Roberti Joshua A, SanClements Michael D, Loescher Henry W, Ayres Edward
National Ecological Observatory Network (NEON), Boulder, Colorado, United States of America.
National Ecological Observatory Network (NEON), Boulder, Colorado, United States of America; Institute of Arctic and Alpine Research (INSTAAR), University of Colorado, Boulder, Colorado, United States of America.
PLoS One. 2014 Nov 12;9(11):e112362. doi: 10.1371/journal.pone.0112362. eCollection 2014.
Even though fine-root turnover is a highly studied topic, it is often poorly understood as a result of uncertainties inherent in its sampling, e.g., quantifying spatial and temporal variability. While many methods exist to quantify fine-root turnover, use of minirhizotrons has increased over the last two decades, making sensor errors another source of uncertainty. Currently, no standardized methodology exists to test and compare minirhizotron camera capability, imagery, and performance. This paper presents a reproducible, laboratory-based method by which minirhizotron cameras can be tested and validated in a traceable manner. The performance of camera characteristics was identified and test criteria were developed: we quantified the precision of camera location for successive images, estimated the trueness and precision of each camera's ability to quantify root diameter and root color, and also assessed the influence of heat dissipation introduced by the minirhizotron cameras and electrical components. We report detailed and defensible metrology analyses that examine the performance of two commercially available minirhizotron cameras.
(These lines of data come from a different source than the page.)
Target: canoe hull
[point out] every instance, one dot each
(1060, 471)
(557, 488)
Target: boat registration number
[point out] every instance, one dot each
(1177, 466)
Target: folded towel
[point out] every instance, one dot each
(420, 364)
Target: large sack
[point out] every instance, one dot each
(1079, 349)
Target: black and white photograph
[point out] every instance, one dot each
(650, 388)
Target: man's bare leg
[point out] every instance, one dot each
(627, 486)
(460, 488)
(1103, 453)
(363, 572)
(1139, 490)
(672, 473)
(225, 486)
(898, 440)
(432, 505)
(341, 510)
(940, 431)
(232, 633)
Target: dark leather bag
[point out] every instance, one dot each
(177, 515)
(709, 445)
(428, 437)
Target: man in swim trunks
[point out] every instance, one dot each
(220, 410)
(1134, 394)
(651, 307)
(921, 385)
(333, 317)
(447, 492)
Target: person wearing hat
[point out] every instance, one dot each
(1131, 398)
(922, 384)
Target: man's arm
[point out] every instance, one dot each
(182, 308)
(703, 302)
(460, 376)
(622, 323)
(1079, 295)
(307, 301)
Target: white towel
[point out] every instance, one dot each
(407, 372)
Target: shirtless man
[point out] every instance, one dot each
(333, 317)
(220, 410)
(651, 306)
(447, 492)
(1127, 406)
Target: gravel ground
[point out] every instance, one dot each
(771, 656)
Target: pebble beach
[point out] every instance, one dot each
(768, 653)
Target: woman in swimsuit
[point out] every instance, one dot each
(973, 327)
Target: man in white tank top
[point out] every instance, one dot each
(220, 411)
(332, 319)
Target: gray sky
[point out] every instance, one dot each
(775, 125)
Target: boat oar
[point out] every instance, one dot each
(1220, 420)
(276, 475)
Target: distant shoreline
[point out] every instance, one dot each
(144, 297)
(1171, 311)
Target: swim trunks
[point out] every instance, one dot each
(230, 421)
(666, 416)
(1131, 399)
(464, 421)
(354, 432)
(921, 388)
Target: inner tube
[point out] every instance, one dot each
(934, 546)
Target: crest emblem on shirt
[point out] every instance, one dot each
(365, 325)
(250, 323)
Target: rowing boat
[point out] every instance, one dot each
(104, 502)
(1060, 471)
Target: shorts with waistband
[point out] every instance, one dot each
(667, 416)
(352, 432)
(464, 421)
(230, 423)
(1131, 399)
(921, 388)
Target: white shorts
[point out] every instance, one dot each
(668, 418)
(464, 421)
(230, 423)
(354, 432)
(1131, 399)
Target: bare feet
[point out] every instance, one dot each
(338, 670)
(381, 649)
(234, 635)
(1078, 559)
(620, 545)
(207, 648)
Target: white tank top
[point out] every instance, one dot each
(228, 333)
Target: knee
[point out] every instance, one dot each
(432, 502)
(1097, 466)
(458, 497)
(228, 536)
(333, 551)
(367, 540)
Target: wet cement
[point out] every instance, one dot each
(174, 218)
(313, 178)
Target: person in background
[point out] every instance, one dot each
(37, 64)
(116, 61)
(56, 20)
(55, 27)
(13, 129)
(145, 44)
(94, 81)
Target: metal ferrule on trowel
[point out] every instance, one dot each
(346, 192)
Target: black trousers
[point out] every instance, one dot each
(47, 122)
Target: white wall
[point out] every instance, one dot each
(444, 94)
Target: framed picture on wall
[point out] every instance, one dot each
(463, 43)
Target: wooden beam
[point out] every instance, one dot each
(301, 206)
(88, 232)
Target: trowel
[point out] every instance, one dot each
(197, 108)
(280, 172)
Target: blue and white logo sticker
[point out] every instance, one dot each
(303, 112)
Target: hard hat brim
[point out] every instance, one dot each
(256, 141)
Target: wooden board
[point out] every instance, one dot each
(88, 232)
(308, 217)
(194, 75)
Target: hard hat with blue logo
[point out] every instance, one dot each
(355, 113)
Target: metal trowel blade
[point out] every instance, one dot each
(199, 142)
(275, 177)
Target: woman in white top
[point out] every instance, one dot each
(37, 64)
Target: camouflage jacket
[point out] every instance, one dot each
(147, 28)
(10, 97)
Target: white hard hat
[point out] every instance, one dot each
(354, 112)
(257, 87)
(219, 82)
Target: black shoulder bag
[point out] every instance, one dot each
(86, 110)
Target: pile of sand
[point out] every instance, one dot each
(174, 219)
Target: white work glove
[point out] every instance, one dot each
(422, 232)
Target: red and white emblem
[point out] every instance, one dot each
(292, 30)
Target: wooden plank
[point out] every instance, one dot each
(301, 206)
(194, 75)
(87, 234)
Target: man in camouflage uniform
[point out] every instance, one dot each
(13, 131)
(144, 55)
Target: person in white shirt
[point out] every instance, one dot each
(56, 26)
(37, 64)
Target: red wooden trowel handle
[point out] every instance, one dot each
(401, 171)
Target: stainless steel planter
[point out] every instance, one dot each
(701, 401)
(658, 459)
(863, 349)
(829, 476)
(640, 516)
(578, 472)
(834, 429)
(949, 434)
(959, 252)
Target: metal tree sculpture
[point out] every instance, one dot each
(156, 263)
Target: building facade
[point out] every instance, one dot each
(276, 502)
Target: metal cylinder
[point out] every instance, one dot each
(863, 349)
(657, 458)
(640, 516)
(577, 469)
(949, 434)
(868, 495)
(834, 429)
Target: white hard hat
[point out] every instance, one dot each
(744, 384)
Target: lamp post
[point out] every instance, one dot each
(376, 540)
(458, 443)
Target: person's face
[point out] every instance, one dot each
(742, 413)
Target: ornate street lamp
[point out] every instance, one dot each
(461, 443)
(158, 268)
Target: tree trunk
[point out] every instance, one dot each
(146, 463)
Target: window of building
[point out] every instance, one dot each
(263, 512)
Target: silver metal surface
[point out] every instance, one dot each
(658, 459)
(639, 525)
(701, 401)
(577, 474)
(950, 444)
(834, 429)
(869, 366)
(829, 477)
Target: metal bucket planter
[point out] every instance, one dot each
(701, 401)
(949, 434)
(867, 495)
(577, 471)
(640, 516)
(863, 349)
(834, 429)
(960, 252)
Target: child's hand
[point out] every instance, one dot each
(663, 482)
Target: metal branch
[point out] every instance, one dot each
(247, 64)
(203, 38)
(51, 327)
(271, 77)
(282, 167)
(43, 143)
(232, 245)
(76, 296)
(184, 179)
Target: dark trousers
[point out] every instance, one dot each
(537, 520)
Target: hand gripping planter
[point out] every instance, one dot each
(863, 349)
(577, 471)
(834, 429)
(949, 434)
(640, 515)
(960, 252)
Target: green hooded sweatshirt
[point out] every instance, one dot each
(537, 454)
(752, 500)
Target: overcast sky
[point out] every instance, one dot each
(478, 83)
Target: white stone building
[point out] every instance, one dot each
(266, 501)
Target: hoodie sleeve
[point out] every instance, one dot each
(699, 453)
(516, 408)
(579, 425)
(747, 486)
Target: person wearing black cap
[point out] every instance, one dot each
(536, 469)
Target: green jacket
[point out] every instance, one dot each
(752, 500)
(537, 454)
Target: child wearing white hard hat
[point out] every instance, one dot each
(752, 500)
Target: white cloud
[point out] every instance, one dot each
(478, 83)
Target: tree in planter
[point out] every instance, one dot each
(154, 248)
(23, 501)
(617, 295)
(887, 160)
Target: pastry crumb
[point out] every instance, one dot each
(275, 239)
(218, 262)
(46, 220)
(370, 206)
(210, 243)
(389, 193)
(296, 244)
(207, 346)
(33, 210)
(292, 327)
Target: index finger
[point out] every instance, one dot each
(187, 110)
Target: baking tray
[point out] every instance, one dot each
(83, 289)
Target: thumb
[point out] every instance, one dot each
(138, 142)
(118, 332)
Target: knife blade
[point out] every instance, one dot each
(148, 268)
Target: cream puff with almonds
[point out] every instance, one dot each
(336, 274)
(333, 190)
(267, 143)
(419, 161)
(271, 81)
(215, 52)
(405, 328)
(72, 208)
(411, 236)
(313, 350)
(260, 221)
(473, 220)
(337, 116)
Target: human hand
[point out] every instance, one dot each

These cameras performed differently with regard to the various test criteria and uncertainty analyses. We recommend a defensible metrology approach to quantify the performance of minirhizotron camera characteristics and determine sensor-related measurement uncertainties prior to field use. This approach is also extensible to other digital imagery technologies. In turn, these approaches facilitate a greater understanding of measurement uncertainties (signal-to-noise ratio) inherent in the camera performance and allow such uncertainties to be quantified and mitigated so that estimates of fine-root turnover can be more confidently quantified.
尽管细根周转是一个受到广泛研究的课题,但由于其采样过程中存在的固有不确定性,例如量化空间和时间变异性,人们对它的理解往往并不充分。虽然有许多方法可用于量化细根周转,但在过去二十年中,微根管的使用有所增加,这使得传感器误差成为另一个不确定性来源。目前,尚无标准化方法来测试和比较微根管相机的性能、图像及表现。本文提出了一种可重复的、基于实验室的方法,通过该方法可以以可追溯的方式对微根管相机进行测试和验证。确定了相机特性的性能并制定了测试标准:我们量化了连续图像中相机定位的精度,估计了每台相机量化根直径和根颜色能力的准确性和精度,并评估了微根管相机和电气元件产生的散热影响。我们报告了详细且具有说服力的计量分析,该分析考察了两款市售微根管相机的性能。这些相机在各项测试标准和不确定性分析方面表现各异。我们建议采用一种可靠计量方法,在野外使用前量化微根管相机特性的性能,并确定与传感器相关的测量不确定性。这种方法也可扩展到其他数字成像技术。反过来,这些方法有助于更深入地理解相机性能中固有的测量不确定性(信噪比),并使此类不确定性得以量化和减轻,从而能够更有信心地量化细根周转估计值。